Fabrication Of Topical Poly(Vinyl Alcohol) Gel Loading Vitamin C Encapsulated By Chitosan Nanoparticles For Antibacterial Performance And Reduce Inflammation

Abstract

Skin infections are a major public health concern for domesticated animals used in agriculture worldwide and people in developed countries. Infections by bacteria and the human immunodeficiency virus are more common in people with cutaneous illnesses. Moreover, evidence has been linking the inflammatory mediators generated during the host response to infection to mortality. Gram-positive and gram-negative bacteria that cause clinical skin infections are among the most prevalent species, respectively, and include Staphylococcus aureus (S. aureus) and Escherichia coli (E. coli). Regardless of the patient's age, location, or environment, these are the most common bacteria in skin infections globally. Numerous earlier studies claimed that among the various inflammatory symptoms that S. aureus and E. coli display include impetiginization, abscesses, cellulitis, and wound infection. Consequently, several topical and oral medicines were released to block the inflammation issue of bacteria. Additionally, these bacteria are immune to recognized drugs due to their altered nature.

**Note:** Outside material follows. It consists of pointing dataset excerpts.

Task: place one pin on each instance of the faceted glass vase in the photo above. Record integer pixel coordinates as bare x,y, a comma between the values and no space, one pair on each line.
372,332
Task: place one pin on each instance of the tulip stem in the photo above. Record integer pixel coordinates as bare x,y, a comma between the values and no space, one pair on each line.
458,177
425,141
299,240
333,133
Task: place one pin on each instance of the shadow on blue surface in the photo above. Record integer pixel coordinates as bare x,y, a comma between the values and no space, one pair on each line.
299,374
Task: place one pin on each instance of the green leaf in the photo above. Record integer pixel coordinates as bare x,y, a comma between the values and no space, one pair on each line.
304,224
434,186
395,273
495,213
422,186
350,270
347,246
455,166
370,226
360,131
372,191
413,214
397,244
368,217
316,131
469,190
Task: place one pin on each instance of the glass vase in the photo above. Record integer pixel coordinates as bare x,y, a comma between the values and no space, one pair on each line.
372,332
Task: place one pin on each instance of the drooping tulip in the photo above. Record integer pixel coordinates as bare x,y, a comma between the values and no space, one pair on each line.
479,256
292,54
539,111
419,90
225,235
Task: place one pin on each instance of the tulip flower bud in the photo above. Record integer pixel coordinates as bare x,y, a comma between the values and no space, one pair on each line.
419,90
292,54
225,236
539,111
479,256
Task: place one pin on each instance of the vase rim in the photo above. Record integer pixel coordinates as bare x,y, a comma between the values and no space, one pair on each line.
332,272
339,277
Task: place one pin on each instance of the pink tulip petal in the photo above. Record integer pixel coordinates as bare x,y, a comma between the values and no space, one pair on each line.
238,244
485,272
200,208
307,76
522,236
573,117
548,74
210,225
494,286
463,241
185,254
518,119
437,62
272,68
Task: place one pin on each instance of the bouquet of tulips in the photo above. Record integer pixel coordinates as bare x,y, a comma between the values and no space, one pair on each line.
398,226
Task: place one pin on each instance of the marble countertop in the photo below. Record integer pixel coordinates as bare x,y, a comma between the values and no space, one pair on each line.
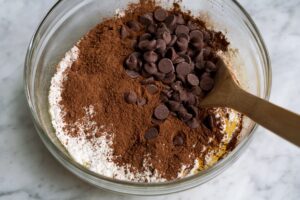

Therefore, the next generation of antibiotics needs to have a broad spectrum of action inhibition against both S. aureus and E. coli; however, the patient will suffer numerous side effects if used. Hence, in this study, vitamin C will be encapsulated in chitosan nanoparticles (CSNPs-VC) that, with expectations, the antibacterial of chitosan and antiinflammatory VC would be greatly enhanced when given by topical administration of CSNPs-VC. In addition, the CSNPs-VC will be loaded in poly(vinyl alcohol) (PVA) to preserve the activity of CSNPs-VC and control drug release. Oxidation is one of the inflammatory responses, so there are DPPH radicals scavenging test, hydroxyl scavenging test, and the regulation of reactive oxygen species (ROS) and nitric oxide (NO) produced from lipopolysaccharide to evaluate the anti-inflammation and antioxidant characteristic of CSNPs-VC. Plus, the agar diffusion test will be performed to evaluate the CSNPs-VC antibacterial activity. According to the findings of this study, PVA load CSNPs-VC is a promising nanogel that has great promise for the treatment of inflammation and antibacteria, which are more benign than usual antibiotics that resist S.aureus and E.coli on the market.